Here’s an example of a statistical analysis using repeated measures ANOVA. We’ll create a fictional dataset simulating the administration of an antihypertensive drug to 10 patients over two months, measuring their mean arterial pressure weekly.
# Importing necessary libraries for the analysis
import pandas as pd
import numpy as np
import matplotlib.pyplot as plt
import seaborn as sns
from statsmodels.stats.anova import AnovaRM
# Set random seed for reproducibility
np.random.seed(42)
# Parameters for the dataset
n_patients = 10
n_weeks = 8
base_bp = 140 # Baseline blood pressure for patients
treatment_effect = np.linspace(0, -15, n_weeks) # Gradual treatment effect (reduction in BP over time)
# Creating a DataFrame with PatientID, Week, and BloodPressure
data = pd.DataFrame({
'PatientID': np.repeat(np.arange(1, n_patients + 1), n_weeks),
'Week': np.tile(np.arange(1, n_weeks + 1), n_patients),
'BloodPressure': np.random.normal(base_bp, 5, n_patients * n_weeks) + np.tile(treatment_effect, n_patients)
})
# Visualizing the data
plt.figure(figsize=(10, 6))
sns.lineplot(x='Week', y='BloodPressure', hue='PatientID', marker='o', data=data, palette='Set1')
plt.title('Blood Pressure Readings Over Time for Each Patient')
plt.ylabel('Mean Arterial Pressure (mmHg)')
plt.xlabel('Week')
plt.legend(title='Patient ID', bbox_to_anchor=(1.05, 1), loc='upper left')
plt.show()
The graph clearly demonstrates a downward trend in blood pressure over time. Let’s now conduct a repeated measures ANOVA to analyze this trend statistically.
# Performing Repeated Measures ANOVA
rm_anova = AnovaRM(data, 'BloodPressure', 'PatientID', within=['Week'])
rm_results = rm_anova.fit()
rm_results.summary()
The repeated measures ANOVA results are as follows:
- F-statistic: 13.95
- Degrees of Freedom (Num DF): 7 (for the 8 weeks)
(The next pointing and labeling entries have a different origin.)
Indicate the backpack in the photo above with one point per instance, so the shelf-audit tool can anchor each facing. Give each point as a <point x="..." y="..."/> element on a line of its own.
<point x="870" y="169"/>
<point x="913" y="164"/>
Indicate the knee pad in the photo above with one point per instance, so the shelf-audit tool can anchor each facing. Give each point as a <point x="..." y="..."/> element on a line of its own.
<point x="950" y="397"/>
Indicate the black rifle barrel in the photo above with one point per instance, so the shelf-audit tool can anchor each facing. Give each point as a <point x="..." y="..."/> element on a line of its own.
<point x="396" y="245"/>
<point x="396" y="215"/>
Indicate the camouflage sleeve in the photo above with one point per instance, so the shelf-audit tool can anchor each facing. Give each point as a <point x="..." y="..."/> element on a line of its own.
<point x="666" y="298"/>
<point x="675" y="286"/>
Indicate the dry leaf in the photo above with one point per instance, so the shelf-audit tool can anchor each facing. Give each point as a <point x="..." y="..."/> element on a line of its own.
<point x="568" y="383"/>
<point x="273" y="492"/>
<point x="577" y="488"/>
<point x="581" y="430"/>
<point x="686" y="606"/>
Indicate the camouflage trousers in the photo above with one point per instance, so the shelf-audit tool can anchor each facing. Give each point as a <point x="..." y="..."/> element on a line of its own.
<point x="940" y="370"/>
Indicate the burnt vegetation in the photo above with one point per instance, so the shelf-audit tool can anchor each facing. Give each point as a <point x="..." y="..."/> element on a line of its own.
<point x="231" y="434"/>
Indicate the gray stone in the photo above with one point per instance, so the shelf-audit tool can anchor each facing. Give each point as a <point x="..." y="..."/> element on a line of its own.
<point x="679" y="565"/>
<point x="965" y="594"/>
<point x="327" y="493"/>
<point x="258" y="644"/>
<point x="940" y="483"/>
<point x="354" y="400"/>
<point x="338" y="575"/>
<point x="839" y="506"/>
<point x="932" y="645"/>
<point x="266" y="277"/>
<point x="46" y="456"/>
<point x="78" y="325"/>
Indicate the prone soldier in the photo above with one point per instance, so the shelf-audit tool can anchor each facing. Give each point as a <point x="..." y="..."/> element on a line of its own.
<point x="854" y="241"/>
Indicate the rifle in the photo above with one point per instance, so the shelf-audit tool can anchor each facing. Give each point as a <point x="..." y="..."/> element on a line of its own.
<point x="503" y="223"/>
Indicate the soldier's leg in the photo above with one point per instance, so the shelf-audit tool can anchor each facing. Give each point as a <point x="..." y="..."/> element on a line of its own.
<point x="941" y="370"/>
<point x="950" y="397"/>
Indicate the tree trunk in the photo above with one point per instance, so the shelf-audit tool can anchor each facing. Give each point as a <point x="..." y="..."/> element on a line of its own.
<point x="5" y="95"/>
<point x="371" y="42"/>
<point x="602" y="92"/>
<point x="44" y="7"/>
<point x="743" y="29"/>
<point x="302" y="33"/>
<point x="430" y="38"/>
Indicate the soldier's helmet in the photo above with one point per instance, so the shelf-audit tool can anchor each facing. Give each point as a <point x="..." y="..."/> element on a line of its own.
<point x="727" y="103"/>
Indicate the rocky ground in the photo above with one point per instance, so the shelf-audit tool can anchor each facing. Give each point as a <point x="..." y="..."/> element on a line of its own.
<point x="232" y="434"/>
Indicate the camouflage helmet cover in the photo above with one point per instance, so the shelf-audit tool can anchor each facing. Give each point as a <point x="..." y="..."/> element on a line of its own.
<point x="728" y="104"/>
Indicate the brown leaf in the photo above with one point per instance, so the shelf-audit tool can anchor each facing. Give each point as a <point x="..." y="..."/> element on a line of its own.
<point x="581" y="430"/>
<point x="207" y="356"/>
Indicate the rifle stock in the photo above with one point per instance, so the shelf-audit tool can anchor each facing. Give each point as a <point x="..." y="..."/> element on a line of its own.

- Degrees of Freedom (Den DF): 63 (within-patient variability)
- p-value: < 0.0001
The p-value is highly significant, indicating a statistically significant difference in blood pressure readings across the weeks.
Next, we test the assumptions, starting with checking residuals for normality.
# Calculate residuals for each patient
data['Residuals'] = data.groupby('PatientID')['BloodPressure'].transform(lambda x: x - x.mean())
# Plotting the residuals
plt.figure(figsize=(8, 6))
sns.histplot(data['Residuals'], kde=True)
plt.title('Distribution of Residuals')
plt.xlabel('Residuals')
plt.ylabel('Density')
plt.show()
We conduct post-hoc analysis to pinpoint which groups are responsible for the observed statistical differences:
from statsmodels.stats.multicomp import pairwise_tukeyhsd
# Tukey's HSD (adapted for pairwise comparisons using this method for repeated measures)
# Flatten the data so that Tukey's test can be applied (Note: Tukey's test is more suited for between-subjects)
tukey = pairwise_tukeyhsd(endog=data['BloodPressure'], groups=data['Week'], alpha=0.05)
# Display Tukey's HSD results
tukey_results = tukey.summary()
tukey_results
Based on our analysis, we can conclude the following:
- Significant decreases in blood pressure are evident when comparing Week 1 with Weeks 5 and 6. This suggests that the antihypertensive therapy had a substantial effect during these periods.
- Other comparisons, such as Week 1 vs Week 2, showed no significant differences, implying that the treatment effect was more gradual initially.
These findings indicate that the blood pressure reduction became more pronounced in the later weeks of the treatment, highlighting the cumulative effect of the therapy over time.